In the summer of 2005 my Dad starting getting a few strange symptoms. Nothing major but also things that niggle at you and, if you were insured, something you would have probably sought treatment at a doctor’s office for. However, my Dad was an electrician and his union had some really goofy rules and he wasn’t eligible for the insurance because he hadn’t worked enough hours that year due to layoffs to qualify for their insurance. He scoffed it off and just hoped things would get better. The sore throat was probably just sinus drainage after all and the aches and pains were just age.
By the spring of 2006 his symptoms had come and gone but whenever they returned they were much, much worse. However, this coincided with my future niece coming to the house while having strep throat so again, my Dad wrote it off and just hoped it wasn’t strep and didn’t get worse.

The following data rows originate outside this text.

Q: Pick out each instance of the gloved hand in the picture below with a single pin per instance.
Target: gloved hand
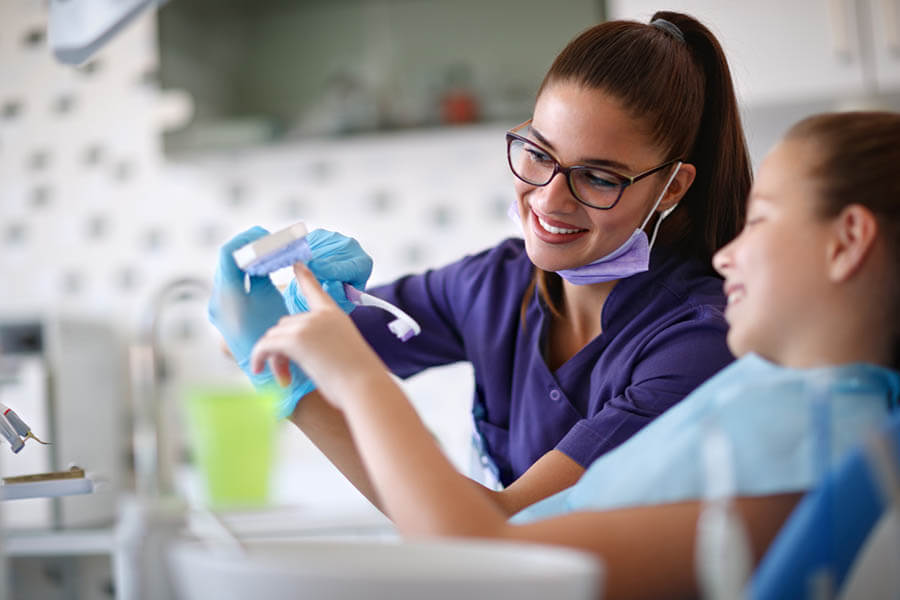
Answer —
(243, 317)
(335, 259)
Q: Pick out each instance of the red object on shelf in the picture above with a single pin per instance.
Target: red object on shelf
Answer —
(459, 107)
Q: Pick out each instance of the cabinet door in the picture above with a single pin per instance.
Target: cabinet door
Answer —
(885, 35)
(778, 50)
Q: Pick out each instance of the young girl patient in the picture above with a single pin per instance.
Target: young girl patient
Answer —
(812, 285)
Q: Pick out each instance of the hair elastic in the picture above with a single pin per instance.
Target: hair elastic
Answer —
(669, 27)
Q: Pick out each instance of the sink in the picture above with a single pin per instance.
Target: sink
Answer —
(354, 568)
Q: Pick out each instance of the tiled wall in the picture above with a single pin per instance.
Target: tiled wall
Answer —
(94, 219)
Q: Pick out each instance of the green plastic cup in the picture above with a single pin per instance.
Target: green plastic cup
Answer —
(232, 436)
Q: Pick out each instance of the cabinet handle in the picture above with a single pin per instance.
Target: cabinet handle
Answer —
(840, 11)
(891, 13)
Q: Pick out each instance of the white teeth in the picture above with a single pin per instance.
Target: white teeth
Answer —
(553, 229)
(735, 296)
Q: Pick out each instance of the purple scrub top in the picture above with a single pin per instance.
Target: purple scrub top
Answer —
(663, 335)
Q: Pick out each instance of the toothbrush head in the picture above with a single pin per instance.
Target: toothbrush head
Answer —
(274, 251)
(403, 329)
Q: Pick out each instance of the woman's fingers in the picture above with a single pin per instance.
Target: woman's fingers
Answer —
(281, 368)
(315, 296)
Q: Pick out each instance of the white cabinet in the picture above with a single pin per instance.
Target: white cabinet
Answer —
(796, 50)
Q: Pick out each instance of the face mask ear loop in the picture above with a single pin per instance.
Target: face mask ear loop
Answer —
(666, 212)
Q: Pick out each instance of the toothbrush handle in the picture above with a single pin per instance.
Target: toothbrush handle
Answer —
(17, 423)
(353, 294)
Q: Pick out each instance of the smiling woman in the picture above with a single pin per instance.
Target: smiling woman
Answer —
(637, 507)
(585, 330)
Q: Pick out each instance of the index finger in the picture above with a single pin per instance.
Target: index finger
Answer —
(315, 296)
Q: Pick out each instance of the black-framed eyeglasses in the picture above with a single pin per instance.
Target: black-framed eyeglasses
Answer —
(592, 186)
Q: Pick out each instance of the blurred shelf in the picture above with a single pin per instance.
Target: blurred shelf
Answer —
(59, 542)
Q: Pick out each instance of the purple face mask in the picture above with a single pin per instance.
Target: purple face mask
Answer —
(632, 257)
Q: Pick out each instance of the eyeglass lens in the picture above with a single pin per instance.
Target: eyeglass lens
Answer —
(591, 185)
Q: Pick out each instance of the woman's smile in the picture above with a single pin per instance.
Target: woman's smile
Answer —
(553, 231)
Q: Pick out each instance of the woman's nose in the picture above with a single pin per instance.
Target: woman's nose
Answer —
(556, 195)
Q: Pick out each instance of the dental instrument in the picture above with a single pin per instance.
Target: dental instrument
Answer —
(288, 246)
(9, 433)
(19, 425)
(274, 251)
(403, 326)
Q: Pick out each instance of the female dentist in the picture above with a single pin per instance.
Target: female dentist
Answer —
(807, 304)
(630, 174)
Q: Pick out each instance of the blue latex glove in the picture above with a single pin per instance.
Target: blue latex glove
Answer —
(335, 259)
(242, 318)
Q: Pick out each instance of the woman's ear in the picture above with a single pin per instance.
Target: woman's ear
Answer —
(679, 186)
(855, 231)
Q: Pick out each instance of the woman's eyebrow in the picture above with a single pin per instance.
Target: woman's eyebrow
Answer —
(596, 162)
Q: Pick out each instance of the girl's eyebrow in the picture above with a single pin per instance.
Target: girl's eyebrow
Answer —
(594, 162)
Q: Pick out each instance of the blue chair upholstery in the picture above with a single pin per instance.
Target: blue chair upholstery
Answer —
(827, 529)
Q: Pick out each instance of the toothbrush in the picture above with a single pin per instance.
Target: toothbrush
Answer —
(403, 326)
(288, 246)
(19, 425)
(7, 431)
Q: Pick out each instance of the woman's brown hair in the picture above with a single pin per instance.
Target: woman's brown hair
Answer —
(859, 163)
(680, 87)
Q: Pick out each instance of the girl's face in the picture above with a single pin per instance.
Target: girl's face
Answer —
(775, 270)
(582, 126)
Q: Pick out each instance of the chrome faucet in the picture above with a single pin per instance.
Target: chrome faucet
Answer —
(153, 474)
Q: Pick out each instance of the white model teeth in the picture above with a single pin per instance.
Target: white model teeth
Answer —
(548, 227)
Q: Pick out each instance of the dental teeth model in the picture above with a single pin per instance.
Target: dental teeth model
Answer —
(288, 246)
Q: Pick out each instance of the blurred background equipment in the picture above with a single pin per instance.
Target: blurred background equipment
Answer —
(66, 378)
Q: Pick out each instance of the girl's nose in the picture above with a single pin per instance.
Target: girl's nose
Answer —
(722, 260)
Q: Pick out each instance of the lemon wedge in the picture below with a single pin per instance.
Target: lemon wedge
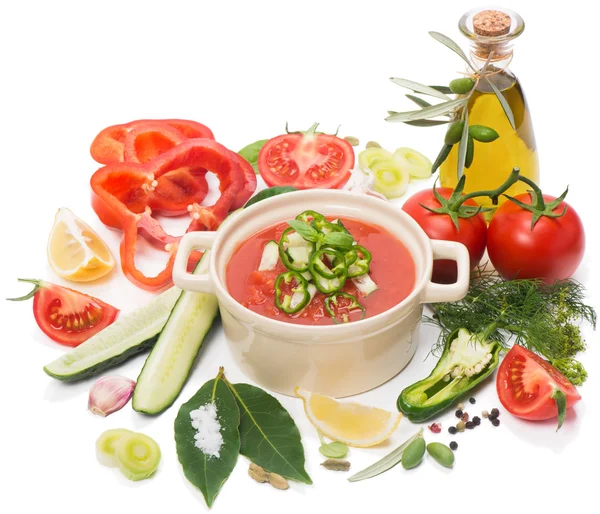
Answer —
(75, 251)
(348, 422)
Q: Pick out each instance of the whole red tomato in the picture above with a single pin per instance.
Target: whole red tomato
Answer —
(471, 231)
(551, 249)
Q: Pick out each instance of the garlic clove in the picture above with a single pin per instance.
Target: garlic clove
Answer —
(109, 394)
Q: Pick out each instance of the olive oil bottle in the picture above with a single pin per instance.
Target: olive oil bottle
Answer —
(493, 31)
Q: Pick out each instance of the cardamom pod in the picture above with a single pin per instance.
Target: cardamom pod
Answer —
(336, 465)
(258, 473)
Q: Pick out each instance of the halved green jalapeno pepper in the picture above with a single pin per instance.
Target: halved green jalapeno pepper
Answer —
(289, 304)
(466, 361)
(361, 265)
(354, 305)
(284, 253)
(318, 267)
(306, 215)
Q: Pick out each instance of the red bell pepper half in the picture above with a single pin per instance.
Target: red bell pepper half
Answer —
(124, 196)
(109, 145)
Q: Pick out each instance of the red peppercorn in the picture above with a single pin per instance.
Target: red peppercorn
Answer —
(436, 428)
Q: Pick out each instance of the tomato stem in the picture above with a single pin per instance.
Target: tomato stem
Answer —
(538, 206)
(38, 285)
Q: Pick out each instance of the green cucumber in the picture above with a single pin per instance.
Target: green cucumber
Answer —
(129, 334)
(170, 361)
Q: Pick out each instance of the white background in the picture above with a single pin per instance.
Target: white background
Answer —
(244, 69)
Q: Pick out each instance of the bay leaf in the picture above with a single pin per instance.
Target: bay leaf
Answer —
(269, 436)
(209, 473)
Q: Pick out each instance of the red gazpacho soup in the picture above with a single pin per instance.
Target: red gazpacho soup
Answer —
(298, 272)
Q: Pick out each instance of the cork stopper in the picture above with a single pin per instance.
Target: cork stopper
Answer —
(491, 23)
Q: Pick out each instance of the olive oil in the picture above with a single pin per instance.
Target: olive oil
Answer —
(493, 161)
(492, 33)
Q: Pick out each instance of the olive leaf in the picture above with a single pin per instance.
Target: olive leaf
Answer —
(420, 88)
(206, 472)
(428, 112)
(419, 101)
(269, 436)
(505, 106)
(445, 40)
(250, 152)
(427, 123)
(462, 147)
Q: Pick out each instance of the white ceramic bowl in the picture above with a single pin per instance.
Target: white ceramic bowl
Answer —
(336, 360)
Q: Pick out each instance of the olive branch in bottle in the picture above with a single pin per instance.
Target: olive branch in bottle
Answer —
(454, 110)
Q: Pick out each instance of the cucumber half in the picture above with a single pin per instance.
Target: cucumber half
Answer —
(128, 335)
(173, 355)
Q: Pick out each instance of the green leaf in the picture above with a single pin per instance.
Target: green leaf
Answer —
(419, 88)
(445, 40)
(561, 404)
(338, 240)
(505, 107)
(268, 193)
(387, 462)
(419, 101)
(305, 230)
(208, 473)
(427, 123)
(428, 112)
(250, 153)
(462, 147)
(269, 436)
(443, 89)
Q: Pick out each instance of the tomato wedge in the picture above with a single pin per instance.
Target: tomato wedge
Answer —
(531, 388)
(65, 315)
(306, 160)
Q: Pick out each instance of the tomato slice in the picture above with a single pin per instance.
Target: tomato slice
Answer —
(526, 384)
(68, 316)
(306, 161)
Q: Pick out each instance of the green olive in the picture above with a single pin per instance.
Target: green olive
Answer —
(454, 133)
(483, 133)
(441, 453)
(413, 453)
(470, 152)
(462, 86)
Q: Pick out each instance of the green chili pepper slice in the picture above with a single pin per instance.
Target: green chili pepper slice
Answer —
(354, 305)
(306, 215)
(318, 267)
(287, 259)
(361, 264)
(291, 304)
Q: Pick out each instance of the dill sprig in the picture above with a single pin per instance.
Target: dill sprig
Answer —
(543, 318)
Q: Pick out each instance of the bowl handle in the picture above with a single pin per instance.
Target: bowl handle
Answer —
(184, 280)
(449, 292)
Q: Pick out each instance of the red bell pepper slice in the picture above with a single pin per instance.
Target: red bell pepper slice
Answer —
(108, 146)
(123, 193)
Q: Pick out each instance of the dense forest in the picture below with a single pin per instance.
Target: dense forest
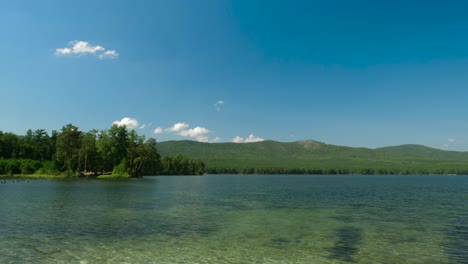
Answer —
(312, 157)
(71, 152)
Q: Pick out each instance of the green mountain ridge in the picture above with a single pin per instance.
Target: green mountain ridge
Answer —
(309, 156)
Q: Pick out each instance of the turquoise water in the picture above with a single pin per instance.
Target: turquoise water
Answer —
(236, 219)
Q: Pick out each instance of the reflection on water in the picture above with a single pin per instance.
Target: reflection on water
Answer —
(236, 219)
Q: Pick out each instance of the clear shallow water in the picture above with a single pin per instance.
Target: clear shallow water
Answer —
(236, 219)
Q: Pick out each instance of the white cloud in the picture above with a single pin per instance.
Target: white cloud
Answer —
(218, 105)
(177, 127)
(143, 126)
(78, 47)
(128, 122)
(158, 130)
(250, 139)
(194, 132)
(108, 54)
(238, 139)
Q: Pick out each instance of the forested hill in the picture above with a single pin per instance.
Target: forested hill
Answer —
(310, 156)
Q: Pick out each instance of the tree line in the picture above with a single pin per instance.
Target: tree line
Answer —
(343, 171)
(117, 151)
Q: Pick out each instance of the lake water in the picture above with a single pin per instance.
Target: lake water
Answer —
(236, 219)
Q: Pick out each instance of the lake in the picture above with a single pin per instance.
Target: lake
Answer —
(236, 219)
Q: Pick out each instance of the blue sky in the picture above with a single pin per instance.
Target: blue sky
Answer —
(356, 73)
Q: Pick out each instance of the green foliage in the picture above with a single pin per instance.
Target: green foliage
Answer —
(72, 152)
(180, 165)
(311, 157)
(121, 170)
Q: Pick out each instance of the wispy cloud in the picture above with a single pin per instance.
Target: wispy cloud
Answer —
(79, 48)
(108, 54)
(218, 105)
(128, 122)
(250, 139)
(143, 126)
(177, 127)
(199, 133)
(182, 129)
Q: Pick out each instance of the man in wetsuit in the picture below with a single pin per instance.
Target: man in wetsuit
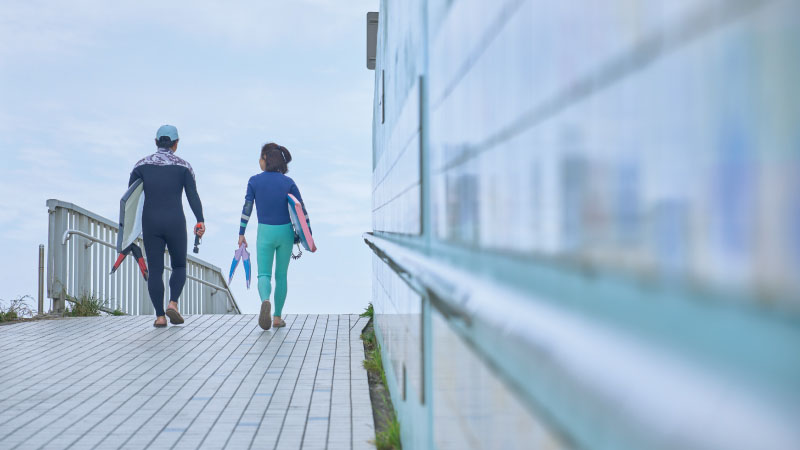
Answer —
(165, 177)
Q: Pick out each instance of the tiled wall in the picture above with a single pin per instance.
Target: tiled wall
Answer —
(655, 143)
(655, 140)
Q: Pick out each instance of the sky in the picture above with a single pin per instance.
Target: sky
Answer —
(85, 84)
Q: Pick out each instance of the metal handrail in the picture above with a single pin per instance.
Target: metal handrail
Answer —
(69, 233)
(76, 267)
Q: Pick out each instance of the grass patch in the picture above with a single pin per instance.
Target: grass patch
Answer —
(389, 438)
(85, 306)
(16, 309)
(387, 428)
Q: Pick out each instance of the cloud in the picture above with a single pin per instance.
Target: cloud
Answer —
(63, 28)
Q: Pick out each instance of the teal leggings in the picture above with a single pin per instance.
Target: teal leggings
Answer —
(274, 242)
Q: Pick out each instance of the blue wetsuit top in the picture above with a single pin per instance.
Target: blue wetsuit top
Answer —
(166, 177)
(268, 190)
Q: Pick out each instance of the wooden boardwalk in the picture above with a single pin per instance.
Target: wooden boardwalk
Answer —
(218, 381)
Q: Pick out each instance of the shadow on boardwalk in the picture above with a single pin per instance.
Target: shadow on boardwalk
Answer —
(217, 381)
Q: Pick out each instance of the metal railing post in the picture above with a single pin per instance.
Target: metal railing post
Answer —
(41, 279)
(81, 248)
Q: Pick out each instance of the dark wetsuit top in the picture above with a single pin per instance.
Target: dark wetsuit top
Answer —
(165, 177)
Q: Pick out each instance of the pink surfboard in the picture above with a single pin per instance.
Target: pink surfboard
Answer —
(301, 224)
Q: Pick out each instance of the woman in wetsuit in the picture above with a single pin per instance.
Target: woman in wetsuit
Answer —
(165, 177)
(268, 191)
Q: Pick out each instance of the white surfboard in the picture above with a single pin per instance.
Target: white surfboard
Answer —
(130, 215)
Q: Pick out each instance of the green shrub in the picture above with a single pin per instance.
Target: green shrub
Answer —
(17, 309)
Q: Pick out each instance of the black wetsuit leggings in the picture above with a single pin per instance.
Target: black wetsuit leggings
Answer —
(158, 234)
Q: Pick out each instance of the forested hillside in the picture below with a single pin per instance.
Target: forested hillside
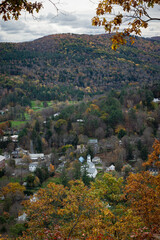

By late May he was sweating when he ate and sleeping more and I finally told him he HAD to see a doctor.
It’s easier said than done though – turns out most doctors won’t even see you if you don’t have insurance. Eventually I called my doctor and begged him to take my father. He agreed and we went the next day. However, the news was not good. I was brought back and Dr. Davis looked at me and said that my Dad asked him to tell me because he couldn’t. My Dad had cancer, it was likely terminal and he didn’t have long to live. He had a tumor in his throat about the size of a grapefruit and it was likely to only grow in size cutting off his airway and killing him.
Needless to say, I teared up even though I KNEW it wasn’t good and he let us have a moment. Dad couldn’t stop apologizing and kept saying that he knew it wasn’t good but he didn’t think it was that bad. He kept saying he wished he’d had insurance so he had gone sooner. It was too far gone for treatment at that point but even IF we wanted to, we were told that now my Dad couldn’t likely get insurance due to the cancer now being pre-existing. Even though he had money, as many know, treatment for cancer doesn’t come cheap and it’s unlikely he’d have been able to even afford the scans to get to treatment.
My doctor took pity on us and called in some favors. We were able to see an ear, nose and throat specialist for the office fee only who ordered scans and tests of my Dad. Those scans were written off. They confirmed what we knew – he had tonsillar cancer (primary) which had spread to his brain, liver and lungs. From there he was admitted into hospice (again, for free as a favor) where he was able to get weekly visits from a nurse and pain medication to see him through the rest of his life.
If it wasn’t for my wonderful doctor, none of the very little that was able to be done for my Dad would have happened because he was without insurance.
My father died 2 months after diagnosis. We were told had it been caught in the early “sore throat” phase he would have likely lived. They remove the tonsil/s that are infected and if it had progressed a round of chemo. Even if he’d caught it a month or two earlier, he still may have lived. Instead the fear of costs he couldn’t afford and the lack of healthcare options for the uninsured left him home and hoping it was just a cold.
I plead and beg of anyone reading to take a moment and think of the amazing man I lost due to the lack of healthcare before the ACA. This is currently a thing of the past and I’ve read hundreds of stories online about people who were able to live because of the ACA. It may not be perfect but it’s saving LIVES and that, my friends, is a big deal that shouldn’t be tossed to the wayside just because it needs improved.